COSTA MESA — His co-workers said from the time he punched in to the time he punched out, Huy Pham focused on one thing: doing his job, and doing it well.
"You could see in his work how much he appreciated his job," said Daniel Jojola, who worked alongside Pham, a Costa Mesa city maintenance worker. "He liked his job. This was his life."
Along with 208 other city employees, Pham, 29, was set to receive a layoff notice Thursday.

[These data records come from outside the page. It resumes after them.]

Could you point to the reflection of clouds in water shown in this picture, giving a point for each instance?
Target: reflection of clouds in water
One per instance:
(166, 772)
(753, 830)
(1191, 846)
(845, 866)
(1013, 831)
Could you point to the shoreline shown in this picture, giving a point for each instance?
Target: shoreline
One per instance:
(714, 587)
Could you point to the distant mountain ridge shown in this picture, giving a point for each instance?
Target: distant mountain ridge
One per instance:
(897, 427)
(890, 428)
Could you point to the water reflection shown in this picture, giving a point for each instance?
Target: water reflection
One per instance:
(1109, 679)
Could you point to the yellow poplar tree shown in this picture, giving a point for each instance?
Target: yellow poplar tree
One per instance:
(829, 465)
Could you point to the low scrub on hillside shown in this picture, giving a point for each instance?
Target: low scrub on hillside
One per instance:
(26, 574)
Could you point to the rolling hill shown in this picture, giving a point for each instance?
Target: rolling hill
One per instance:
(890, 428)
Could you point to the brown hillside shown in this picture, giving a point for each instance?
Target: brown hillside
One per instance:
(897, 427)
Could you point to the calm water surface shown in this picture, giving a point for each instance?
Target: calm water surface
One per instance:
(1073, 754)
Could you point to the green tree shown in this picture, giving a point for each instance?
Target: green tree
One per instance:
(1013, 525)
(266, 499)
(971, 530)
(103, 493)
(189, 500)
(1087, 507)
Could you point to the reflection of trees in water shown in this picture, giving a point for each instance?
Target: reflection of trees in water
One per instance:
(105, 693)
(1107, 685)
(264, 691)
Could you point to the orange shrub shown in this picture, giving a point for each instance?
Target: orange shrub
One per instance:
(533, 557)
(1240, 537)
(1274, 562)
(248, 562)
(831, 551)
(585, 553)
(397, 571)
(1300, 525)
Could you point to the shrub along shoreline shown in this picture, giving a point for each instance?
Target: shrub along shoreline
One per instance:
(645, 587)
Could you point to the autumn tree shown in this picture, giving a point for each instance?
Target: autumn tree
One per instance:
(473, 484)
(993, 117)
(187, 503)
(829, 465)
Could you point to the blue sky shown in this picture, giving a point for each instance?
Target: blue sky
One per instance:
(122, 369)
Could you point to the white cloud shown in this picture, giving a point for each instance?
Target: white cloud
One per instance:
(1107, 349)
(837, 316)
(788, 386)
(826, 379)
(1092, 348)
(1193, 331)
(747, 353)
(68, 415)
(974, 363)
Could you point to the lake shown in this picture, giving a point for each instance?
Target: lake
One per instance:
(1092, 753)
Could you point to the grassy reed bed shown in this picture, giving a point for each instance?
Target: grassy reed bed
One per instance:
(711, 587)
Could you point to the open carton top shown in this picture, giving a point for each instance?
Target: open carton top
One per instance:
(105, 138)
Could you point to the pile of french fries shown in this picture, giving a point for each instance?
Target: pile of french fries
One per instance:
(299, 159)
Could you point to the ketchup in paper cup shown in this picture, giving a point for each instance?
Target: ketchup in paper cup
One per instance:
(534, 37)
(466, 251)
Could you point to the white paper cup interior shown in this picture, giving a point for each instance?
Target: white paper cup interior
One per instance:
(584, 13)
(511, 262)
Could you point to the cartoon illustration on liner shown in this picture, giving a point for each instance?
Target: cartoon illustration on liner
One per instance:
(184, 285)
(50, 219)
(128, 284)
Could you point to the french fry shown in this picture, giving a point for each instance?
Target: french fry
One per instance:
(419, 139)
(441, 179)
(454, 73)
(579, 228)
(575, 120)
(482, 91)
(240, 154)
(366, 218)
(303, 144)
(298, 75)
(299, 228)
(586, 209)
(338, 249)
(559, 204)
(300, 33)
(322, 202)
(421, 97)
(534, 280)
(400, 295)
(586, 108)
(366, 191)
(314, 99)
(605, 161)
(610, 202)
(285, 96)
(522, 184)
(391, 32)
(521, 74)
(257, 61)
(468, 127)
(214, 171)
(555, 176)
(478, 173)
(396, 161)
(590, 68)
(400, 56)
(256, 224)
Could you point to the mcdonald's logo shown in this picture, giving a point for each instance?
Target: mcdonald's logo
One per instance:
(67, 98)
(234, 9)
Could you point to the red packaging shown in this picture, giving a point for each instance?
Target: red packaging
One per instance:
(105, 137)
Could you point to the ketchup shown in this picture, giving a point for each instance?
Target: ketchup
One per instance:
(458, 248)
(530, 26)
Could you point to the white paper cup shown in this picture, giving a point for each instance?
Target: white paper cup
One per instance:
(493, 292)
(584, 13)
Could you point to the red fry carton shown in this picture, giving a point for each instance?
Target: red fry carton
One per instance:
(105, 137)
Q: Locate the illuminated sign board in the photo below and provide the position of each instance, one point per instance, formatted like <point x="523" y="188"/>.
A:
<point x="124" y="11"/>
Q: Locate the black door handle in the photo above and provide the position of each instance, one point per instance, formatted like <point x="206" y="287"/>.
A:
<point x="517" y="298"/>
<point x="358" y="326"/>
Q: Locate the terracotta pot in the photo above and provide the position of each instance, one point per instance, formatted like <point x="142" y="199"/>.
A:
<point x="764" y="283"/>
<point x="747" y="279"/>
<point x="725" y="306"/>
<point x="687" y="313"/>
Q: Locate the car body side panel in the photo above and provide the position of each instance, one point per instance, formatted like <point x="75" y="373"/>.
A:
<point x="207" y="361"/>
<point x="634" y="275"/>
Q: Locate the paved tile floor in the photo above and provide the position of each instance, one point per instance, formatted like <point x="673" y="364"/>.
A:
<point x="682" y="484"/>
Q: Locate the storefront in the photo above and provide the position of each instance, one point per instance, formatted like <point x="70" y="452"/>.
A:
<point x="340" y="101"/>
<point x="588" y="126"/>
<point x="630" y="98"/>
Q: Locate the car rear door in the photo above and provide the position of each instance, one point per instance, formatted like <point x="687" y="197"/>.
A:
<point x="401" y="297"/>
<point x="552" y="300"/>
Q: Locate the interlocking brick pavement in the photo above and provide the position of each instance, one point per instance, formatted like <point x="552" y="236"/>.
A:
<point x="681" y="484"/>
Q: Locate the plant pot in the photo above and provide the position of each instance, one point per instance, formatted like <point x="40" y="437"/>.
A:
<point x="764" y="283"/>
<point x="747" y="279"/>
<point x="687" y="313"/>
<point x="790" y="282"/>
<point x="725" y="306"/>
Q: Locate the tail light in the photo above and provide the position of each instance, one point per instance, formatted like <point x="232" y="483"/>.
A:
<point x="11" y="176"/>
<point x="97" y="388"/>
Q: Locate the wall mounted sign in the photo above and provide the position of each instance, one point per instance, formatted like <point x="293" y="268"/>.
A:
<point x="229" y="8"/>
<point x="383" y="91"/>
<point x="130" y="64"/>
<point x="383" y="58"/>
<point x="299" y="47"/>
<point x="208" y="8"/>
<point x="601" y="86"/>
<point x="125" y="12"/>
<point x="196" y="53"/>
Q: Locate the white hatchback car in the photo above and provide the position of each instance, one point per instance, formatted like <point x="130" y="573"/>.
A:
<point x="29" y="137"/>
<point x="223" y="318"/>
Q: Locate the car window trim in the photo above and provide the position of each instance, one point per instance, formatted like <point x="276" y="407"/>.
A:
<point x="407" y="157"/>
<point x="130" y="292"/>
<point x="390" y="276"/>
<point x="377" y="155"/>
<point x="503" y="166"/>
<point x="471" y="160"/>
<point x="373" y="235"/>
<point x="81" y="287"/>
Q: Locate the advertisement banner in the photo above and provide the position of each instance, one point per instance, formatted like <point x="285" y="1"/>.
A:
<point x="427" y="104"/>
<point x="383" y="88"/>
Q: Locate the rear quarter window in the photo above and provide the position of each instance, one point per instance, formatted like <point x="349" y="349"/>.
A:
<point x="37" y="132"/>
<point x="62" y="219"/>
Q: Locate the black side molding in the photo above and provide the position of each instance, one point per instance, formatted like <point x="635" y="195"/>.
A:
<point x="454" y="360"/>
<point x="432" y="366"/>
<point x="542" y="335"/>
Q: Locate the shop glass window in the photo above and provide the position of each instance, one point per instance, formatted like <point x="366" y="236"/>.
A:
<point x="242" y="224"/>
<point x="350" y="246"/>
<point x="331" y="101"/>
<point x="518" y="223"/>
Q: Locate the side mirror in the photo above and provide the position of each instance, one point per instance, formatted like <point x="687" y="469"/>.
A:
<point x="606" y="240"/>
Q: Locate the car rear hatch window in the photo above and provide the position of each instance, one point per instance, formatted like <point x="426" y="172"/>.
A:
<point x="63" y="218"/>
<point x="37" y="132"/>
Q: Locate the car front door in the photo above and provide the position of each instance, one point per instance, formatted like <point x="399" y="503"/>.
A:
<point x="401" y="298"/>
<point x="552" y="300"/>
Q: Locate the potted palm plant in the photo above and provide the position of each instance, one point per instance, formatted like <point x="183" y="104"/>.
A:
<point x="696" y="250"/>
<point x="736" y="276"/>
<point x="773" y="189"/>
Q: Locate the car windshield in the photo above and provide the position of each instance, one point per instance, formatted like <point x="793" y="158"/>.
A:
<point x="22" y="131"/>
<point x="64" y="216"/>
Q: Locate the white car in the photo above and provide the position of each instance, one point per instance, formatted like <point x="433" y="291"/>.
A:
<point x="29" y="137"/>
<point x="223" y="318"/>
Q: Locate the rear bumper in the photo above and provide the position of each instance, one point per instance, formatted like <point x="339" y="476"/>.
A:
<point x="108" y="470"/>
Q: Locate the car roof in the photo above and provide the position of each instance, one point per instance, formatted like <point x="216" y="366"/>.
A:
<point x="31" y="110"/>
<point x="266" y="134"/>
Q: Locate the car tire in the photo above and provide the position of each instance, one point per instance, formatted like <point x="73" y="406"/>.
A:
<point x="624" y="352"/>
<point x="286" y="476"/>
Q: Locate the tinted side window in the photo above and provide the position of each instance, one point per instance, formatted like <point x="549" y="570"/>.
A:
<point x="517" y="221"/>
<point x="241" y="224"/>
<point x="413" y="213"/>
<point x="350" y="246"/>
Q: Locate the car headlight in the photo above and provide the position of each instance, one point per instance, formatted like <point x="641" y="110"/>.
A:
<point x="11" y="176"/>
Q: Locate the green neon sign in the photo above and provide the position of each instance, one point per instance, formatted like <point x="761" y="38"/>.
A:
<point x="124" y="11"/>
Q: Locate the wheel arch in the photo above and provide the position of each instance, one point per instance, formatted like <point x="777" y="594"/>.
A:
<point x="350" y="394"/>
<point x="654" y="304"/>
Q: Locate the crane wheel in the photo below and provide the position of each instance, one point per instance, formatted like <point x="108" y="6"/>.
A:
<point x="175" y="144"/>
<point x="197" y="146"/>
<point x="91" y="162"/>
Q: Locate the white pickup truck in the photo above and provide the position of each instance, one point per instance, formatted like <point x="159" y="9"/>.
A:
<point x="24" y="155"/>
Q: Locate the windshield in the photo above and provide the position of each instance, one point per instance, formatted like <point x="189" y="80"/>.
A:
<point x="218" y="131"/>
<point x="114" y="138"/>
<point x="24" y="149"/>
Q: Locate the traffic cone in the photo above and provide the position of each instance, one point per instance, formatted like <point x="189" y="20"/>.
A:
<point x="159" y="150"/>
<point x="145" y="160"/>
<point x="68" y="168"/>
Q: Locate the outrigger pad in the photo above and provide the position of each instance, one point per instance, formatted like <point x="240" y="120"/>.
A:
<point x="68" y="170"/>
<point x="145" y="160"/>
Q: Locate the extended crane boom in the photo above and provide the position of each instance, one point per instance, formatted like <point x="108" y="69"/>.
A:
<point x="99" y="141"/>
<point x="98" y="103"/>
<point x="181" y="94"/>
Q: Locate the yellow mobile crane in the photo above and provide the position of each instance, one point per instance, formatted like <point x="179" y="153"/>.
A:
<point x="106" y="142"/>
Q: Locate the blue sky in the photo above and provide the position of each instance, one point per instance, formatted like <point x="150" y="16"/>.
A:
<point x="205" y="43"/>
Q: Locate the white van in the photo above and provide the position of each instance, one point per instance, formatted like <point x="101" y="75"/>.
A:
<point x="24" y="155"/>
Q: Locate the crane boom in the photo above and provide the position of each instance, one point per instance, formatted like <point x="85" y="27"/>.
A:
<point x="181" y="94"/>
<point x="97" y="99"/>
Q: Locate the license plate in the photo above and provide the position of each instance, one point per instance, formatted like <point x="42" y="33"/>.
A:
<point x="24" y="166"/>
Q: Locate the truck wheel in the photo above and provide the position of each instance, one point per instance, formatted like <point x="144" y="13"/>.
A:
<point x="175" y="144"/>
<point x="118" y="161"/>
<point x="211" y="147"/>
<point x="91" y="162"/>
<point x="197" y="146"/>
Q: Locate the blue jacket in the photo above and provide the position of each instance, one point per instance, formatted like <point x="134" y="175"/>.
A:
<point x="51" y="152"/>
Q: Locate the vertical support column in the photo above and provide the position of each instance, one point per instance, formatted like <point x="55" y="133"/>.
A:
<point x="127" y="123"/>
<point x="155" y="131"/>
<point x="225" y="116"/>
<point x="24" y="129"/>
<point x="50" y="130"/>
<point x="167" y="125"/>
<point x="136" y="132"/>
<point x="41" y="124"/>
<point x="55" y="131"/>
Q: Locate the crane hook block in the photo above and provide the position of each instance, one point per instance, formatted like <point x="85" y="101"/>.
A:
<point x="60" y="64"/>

The Fountain Valley man never collected the manila envelope containing a letter signifying that his job would be outsourced in six months to the day.
Instead, Pham, who had been training for a mountain climbing trip in the Himalayas, went to the roof of City Hall and jumped to his death.
Public Services Director Peter Naghavi had Pham's layoff notice with him when he went to the city maintenance offices on Placentia Avenue to hand them out to workers Thursday.
But Pham wasn't there. At about 3:20 p.m., witnesses saw him leap from the eastern rooftop at City Hall, five stories up.
"I don't think it's a coincidence that on the same day, in the same hour notices were going out, he made his decision," Naghavi said Friday.
Pham's fellow city employees said they have been on an emotional roller coaster in the hours before and since his suicide.
Anxiety about the possible layoffs and not knowing whether others would replace them in their jobs — mixed in with anger toward the City Council and grief over the death of a friend and co-worker — have poured out.
Some employees flew into rage as City Council members arrived at the scene of Pham's death Thursday. One man had to be held back by co-workers, and another cursed at Chief Executive Tom Hatch in the City Hall lobby, witnesses said.
"I feel as if the council and their quick-acting decisions pushed [Pham] over the edge," Jojola said Friday as friends and co-workers gathered for a lunch next to the makeshift memorial for Pham at the spot where his body landed.
Noticeably absent from City Hall in the hours after Pham's death was Mayor Gary Monahan, who was working the St. Patrick's Day night shift at his bar, Skosh Monahan's, about 2 miles away on Newport Boulevard.
"We're in a family crisis here," said Helen Nenadal, president of the Costa Mesa City Employees Assn. (CMCEA), which could bear the brunt of the layoffs.
"Yesterday [Thursday] we had former council members come and be part of that family, and the mayor chose not to," she added. "That says it all."
At a press conference about Pham that convened at City Hall on Friday afternoon, Monahan refused to answer reporters' questions about why he didn't go to City Hall the day before. He initially only offered a timid "no comment" before he and other City Council members walked away.
About half an hour later, an official statement was sent to reporters' e-mail inboxes.
The mayor expressed sadness at Pham's death but also struck a defiant note against people who had criticized him for the circulated pictures of him posing outside his restaurant in St. Patrick's Day garb.
"What is lost in all of the rhetoric is the fact that this is a tragic incident in the midst of a very difficult situation …" Monahan wrote.
"Before I was informed of yesterday's incident, the union decided to take despicable advantage of this tragic situation to advance their agenda," he added. "Had I known what transpired, I never would have agreed to pose for photos or engage in any revelry."
Monahan's statement continued: "I became informed of the situation and contacted two of my fellow council members, who were on the scene, and quickly brought me up to speed with the details of the situation. After learning of the volatility of the situation, I realized that my presence could further inflame and escalate the situation, and decided not to visit city hall."